4. Non-filing insurance. The exclusion in § 226.4(e)(2) is available only if non-filing insurance is purchased. If the creditor collects and simply retains a fee as a sort of "self-insurance" against non-filing, it may not be excluded from the finance charge. If the non-filing insurance premium exceeds the amount of the fees excludable from the finance charge under § 226.4(e)(1), only the excess is a finance charge. For example:
The fee for perfecting a security interest is $5.00 and the fee for releasing the security interest is $3.00. The creditor charges $10.00 for non-filing insurance. Only $8.00 of the $10.00 is excludable from the finance charge.
4(f) Prohibited offsets.
1. Earnings on deposits or investments. The rule that the creditor shall not deduct any earnings by the consumer on deposits or investments applies whether or not the creditor has a security interest in the property.

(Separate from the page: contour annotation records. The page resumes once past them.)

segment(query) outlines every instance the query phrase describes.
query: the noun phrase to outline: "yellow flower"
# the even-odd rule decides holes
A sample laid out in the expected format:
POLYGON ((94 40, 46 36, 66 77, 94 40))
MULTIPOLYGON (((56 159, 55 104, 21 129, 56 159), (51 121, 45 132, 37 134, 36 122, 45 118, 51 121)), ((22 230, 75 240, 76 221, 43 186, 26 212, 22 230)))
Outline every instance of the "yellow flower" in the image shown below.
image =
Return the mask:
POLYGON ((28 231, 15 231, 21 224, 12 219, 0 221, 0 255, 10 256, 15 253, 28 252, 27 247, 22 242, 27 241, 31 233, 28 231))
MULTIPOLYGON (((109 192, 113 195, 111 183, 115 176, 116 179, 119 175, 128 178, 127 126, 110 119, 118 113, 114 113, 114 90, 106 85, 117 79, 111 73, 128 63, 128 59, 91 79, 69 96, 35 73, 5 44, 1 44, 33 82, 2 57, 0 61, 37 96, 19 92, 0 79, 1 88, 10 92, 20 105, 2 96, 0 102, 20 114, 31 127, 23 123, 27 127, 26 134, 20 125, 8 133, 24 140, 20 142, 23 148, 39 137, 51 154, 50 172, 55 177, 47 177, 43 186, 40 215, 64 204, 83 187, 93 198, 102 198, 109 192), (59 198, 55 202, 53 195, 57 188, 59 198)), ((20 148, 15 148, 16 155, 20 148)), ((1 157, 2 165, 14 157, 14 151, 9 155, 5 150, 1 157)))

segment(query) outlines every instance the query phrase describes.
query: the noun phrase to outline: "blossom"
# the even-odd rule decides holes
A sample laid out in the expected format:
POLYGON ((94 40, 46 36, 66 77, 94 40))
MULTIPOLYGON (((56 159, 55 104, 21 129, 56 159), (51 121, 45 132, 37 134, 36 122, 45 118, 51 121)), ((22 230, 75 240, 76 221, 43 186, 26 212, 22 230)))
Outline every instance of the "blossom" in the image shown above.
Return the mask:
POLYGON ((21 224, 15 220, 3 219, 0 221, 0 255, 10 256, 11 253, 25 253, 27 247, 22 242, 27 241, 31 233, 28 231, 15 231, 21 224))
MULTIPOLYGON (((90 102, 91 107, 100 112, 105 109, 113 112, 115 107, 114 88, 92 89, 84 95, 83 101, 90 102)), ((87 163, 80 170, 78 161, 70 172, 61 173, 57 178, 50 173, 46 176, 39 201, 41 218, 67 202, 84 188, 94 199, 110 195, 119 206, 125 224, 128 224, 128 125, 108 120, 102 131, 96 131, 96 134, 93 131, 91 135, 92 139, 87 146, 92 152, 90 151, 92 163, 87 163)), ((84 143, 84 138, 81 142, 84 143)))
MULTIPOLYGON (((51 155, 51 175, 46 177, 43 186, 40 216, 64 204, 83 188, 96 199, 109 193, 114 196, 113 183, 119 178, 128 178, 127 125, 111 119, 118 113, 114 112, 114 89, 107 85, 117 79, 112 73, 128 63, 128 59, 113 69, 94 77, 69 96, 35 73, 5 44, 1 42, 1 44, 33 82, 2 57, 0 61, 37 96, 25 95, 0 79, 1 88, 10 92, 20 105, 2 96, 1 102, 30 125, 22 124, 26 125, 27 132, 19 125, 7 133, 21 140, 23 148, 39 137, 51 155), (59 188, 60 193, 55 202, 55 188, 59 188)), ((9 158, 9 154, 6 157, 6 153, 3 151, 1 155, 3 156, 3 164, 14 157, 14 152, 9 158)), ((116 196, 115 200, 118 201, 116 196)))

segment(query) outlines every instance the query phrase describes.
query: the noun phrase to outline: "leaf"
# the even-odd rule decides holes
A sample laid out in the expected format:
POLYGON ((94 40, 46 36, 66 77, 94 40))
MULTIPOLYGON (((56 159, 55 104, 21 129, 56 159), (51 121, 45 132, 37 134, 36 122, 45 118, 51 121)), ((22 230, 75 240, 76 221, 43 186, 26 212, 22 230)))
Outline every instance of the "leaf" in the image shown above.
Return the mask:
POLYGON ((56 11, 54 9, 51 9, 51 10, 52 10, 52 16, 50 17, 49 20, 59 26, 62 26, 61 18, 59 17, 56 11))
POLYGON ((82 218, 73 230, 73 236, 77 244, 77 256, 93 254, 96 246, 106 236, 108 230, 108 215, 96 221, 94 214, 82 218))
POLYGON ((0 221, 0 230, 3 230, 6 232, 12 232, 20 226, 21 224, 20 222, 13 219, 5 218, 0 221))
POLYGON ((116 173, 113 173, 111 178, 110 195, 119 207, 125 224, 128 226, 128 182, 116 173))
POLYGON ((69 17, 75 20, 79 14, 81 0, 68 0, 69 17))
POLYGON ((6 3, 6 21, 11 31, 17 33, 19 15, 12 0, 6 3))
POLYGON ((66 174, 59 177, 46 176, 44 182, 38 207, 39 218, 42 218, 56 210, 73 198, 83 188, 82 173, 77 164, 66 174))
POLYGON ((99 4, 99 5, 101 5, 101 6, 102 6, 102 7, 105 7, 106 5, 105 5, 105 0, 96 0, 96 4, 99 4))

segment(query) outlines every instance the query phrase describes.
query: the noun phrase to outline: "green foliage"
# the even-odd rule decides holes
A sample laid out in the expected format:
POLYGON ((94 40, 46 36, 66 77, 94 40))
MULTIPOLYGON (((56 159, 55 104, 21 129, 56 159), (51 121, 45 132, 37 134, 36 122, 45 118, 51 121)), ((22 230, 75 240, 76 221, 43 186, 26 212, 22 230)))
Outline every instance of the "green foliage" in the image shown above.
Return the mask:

Statute: §§ 106, 167, and 171(c).
Other sections: §§ 226.9(d) and 226.12.
1981 changes: While generally continuing the rules under the previous regulation, § 226.4 reflects amendments to § 106 of the act and makes certain other changes in the rules for determining the finance charge. For example, § 226.4(a) expressly excludes from the finance charge amounts payable in comparable cash transactions. Section 226.8(o) of the previous regulation, dealing with discounts for prompt payment of a credit sale, was deleted in the revised regulation since the general test for a finance charge now focuses on a comparison of cash and credit transactions. With respect to various exclusions from the finance charge: application fees imposed on all applicants are no longer finance charges; continuing to extend credit to a consumer is no longer a controlling test for determining whether a late payment charge is bona fide; seller's points are not to be included in the finance charge; and the special exclusions for real estate transactions apply to all " residential mortgage transactions."
The simplified rules for excluding insurance from the finance charge allow unit-cost disclosure in certain closed-end credit transactions; permit initials as well as signatures on the authorization; permit any consumer to authorize insurance for other consumers; and delete the requirement that the authorization be separately dated.